Precision and Privacy Preserving Multi-Keyword Search over Encrypted Data
Date
2020
Authors
Siva Kumar, D Venkata Naga.
Journal Title
Journal ISSN
Volume Title
Publisher
National Institute of Technology Karnataka, Surathkal
Abstract
A growing number of data owners are increasingly using cloud storage services of various Cloud Service Providers (CSPs) for storing and managing their information/documents. The cloud storage services provide numerous benefits to the data owners that
include cost savings, greater reliability, ubiquitous access, and better performance. In
spite of these benefits, the stored data at the remote cloud servers are vulnerable to the
attacks initiated by the untrustworthy CSPs. Such data risks and associated privacy
concerns have recently been in the limelight from revelations of extensive surveillance
by several national security agencies and other government entities. The primary concerns of storing documents at cloud servers are confidentiality and privacy due to the
loss of control over who accesses and manages the outsourced documents. In order to
address these concerns, sensitive data is required to be outsourced in encrypted form
to the cloud servers. Although the encryption guarantees confidentiality, it makes the
retrieval process more complex.
Searchable Encryption (SE) is a technique that guarantees confidentiality and privacy by storing documents in encrypted form at the cloud servers and allows search over
encrypted data without decrypting it. In SE, the data owners store their documents, and
the corresponding indexes in encrypted form, and the data users retrieve the documents
by sending encrypted queries (trapdoors) to the cloud server. Despite its privacy and
confidential guarantee, the privacy of trapdoor keywords and index keywords could be
compromised due to the information leakages that are caused by the vulnerabilities in
the adopted schemes used for encrypting indexes and queries. The information leakages
include frequency of ciphertext values, rank-order information, and search pattern. The
cloud servers exploit these leakages to infer plaintext information through various information disclosure attacks such as frequency analysis attack, rank-order exploitation
attack, and scale analysis attack. Hence, this work aims at preventing these leakages
and thereby mitigates the attacks.
The cloud server uses frequency analysis attack to infer index keywords based on
the frequency leakage of ciphertext values (repetition of the same encrypted keywords’

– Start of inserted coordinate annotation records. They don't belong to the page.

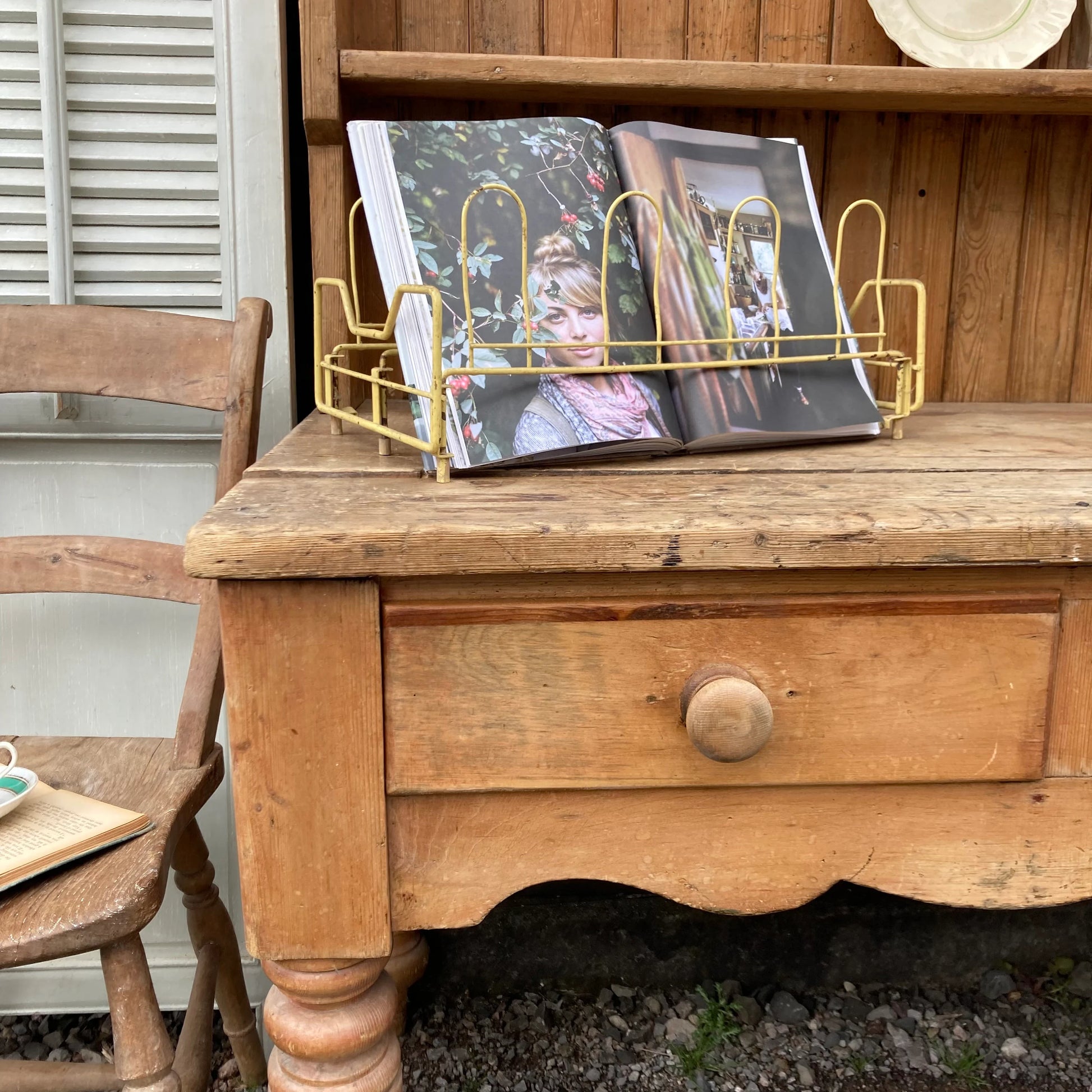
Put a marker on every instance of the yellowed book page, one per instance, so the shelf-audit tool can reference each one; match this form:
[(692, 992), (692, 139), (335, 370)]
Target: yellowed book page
[(53, 820)]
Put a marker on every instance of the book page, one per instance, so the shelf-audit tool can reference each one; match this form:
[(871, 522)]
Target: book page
[(564, 174), (700, 180), (54, 820)]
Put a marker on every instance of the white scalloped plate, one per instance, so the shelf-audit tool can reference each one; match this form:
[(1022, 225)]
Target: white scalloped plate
[(16, 786), (974, 33)]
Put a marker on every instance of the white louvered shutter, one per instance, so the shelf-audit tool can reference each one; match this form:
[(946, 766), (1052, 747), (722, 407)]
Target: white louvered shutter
[(24, 274), (142, 132)]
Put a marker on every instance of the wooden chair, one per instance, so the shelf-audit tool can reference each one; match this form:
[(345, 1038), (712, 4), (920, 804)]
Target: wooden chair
[(105, 901)]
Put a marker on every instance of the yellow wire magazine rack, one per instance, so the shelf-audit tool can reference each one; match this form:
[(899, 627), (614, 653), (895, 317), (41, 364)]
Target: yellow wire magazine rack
[(378, 338)]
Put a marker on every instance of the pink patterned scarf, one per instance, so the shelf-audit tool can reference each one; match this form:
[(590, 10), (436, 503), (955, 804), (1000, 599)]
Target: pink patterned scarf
[(623, 414)]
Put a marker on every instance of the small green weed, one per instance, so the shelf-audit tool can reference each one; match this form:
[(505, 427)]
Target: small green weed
[(857, 1063), (717, 1024), (966, 1066)]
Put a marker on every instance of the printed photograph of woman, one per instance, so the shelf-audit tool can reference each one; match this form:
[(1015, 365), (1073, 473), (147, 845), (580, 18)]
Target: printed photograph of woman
[(568, 411)]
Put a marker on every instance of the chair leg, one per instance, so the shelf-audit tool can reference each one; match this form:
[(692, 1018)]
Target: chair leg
[(142, 1054), (209, 922), (194, 1055), (406, 965)]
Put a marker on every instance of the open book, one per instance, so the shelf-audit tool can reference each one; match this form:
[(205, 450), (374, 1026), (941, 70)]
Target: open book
[(54, 827), (414, 178)]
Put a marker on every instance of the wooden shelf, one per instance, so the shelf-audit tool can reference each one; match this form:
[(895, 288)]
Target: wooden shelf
[(718, 83)]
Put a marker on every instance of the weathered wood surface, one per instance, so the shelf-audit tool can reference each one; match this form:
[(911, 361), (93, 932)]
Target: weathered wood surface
[(1013, 488), (97, 564), (305, 711), (117, 352), (768, 83), (747, 851), (905, 690), (116, 893)]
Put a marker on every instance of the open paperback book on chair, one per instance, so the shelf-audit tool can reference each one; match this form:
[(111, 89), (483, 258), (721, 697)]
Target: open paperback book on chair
[(414, 180), (54, 827)]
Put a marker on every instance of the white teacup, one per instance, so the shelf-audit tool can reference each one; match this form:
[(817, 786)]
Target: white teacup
[(15, 758)]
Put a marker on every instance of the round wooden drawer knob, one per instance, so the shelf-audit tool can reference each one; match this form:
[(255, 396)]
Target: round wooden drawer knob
[(728, 717)]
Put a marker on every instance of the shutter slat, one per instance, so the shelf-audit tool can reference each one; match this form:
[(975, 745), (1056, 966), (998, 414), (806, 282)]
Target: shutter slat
[(127, 212), (181, 99), (148, 128), (136, 40), (182, 13), (21, 210), (23, 182), (122, 294), (111, 240), (145, 183)]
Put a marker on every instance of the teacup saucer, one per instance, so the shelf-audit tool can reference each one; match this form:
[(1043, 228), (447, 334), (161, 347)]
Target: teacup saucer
[(16, 786)]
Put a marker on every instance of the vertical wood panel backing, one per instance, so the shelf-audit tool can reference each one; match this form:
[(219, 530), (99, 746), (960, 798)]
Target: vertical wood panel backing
[(722, 30), (988, 245), (441, 26), (579, 27), (375, 24), (1080, 389), (1052, 261), (922, 217), (303, 666), (861, 150), (860, 164), (1070, 727), (797, 31), (506, 26), (856, 39), (652, 29)]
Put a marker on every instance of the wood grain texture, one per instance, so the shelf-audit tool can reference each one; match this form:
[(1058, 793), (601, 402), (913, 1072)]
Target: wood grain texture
[(95, 564), (857, 39), (856, 699), (988, 251), (323, 32), (652, 29), (1070, 751), (305, 707), (600, 78), (861, 151), (116, 893), (506, 26), (116, 352), (578, 29), (744, 850), (934, 497), (795, 32), (1080, 389), (944, 436), (722, 30), (1052, 261), (925, 195), (436, 26)]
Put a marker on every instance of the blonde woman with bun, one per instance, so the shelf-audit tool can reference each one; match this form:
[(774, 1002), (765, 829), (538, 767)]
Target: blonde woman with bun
[(569, 411)]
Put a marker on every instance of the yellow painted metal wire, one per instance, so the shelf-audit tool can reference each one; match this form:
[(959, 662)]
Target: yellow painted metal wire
[(378, 337)]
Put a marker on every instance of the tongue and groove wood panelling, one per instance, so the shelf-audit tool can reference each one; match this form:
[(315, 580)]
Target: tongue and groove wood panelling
[(992, 212)]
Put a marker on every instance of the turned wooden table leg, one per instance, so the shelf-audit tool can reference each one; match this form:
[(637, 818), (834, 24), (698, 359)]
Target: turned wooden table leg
[(332, 1025), (142, 1054), (406, 965)]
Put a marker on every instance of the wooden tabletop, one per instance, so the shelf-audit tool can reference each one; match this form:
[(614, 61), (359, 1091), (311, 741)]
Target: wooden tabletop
[(970, 484)]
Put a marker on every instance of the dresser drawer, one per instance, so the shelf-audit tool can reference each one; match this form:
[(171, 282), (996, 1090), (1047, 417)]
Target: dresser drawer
[(861, 689)]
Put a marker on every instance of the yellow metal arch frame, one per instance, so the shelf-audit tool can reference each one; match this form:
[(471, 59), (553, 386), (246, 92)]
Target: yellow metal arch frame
[(378, 338)]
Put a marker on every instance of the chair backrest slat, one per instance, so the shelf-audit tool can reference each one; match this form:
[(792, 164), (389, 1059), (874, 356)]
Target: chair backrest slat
[(159, 357), (116, 351), (108, 566)]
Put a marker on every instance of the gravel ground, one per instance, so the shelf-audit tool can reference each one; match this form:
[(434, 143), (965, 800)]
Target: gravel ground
[(1013, 1033)]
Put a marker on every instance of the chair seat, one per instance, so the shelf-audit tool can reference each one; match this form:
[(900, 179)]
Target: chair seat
[(114, 893)]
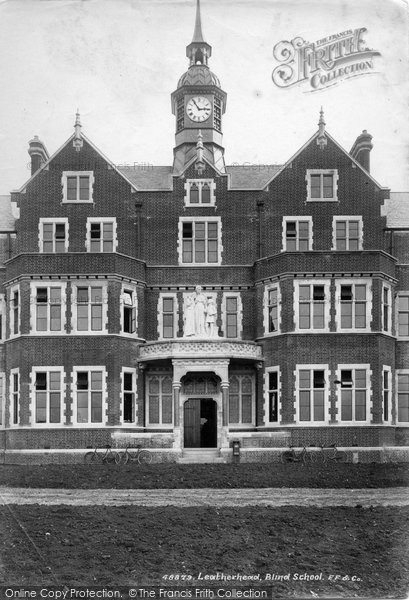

relevance scores) in indexes. This leakage occurs due to the insufficient randomness in
the order preserving encryption (OPE) schemes that are used for encrypting keywords’
relevance scores in indexes. The existing OPE schemes leak frequency information
when there are same plaintext scores for two or more keywords within the same document. In this work, an Enhanced One-to-Many order-preserving mapping techniqueis developed with improved randomness to mitigate the frequency leakage. The experimental study confirms that the proposed technique reduces not only the frequency
leakage of keywords but also the co-occurring keywords.
The cloud server returns the relevant documents in descending order for a given
trapdoor based on the ranks of the documents. However, the cloud server uses the rankorder exploitation attack to infer the plaintext information of frequently issuing query
keywords or frequently occurring keywords of the dataset based on the rank information leakage. Scale analysis attack also occurs when the users issue the same trapdoor
again and again to retrieve the same documents. This attack enables the cloud server
to infer plaintext keywords of trapdoors based on the search pattern leakage, which can
be determined from the given set of trapdoors. The existing approaches prevent search
pattern leakage by adding random keywords to a list of query keywords in a trapdoor
generation approach, but precision gets affected due to the random keywords. These
approaches cannot prevent rank-order information leakage completely since the random values of random keywords follow the distribution of actual keywords’ relevance
scores. Therefore, it is highly essential to prevent these attacks by preserving the privacy of both rank information and the search pattern. In this work, a Pseudo-Ranking
approach is developed to address this issue with the help of two servers, i.e., cloud
server (CS) and the intermediate server (IS). The CS assigns pseudo-ranks to the documents instead of actual ranks, and the IS would nullify the impact of random keywords
of a trapdoor for achieving higher precision. The experimental results confirm that the
proposed approach preserves the privacy of both rank information and search pattern
without affecting precision.
Besides preventing these attacks, it is also essential to provide the latest relevant
documents to the users to enable them to choose timely decisions based on updated information. To provide the latest relevant documents, there should be a provision in SE
for allowing the data owners to perform the dynamic updates efficiently over the existing
encrypted indexes. The existing tree-based indexing schemes cannot perform dynamic
operations efficiently since the trees’ size is larger in terms of height and breadth. This
causes a delay in performing dynamic updates and retrieving top-k relevant documents.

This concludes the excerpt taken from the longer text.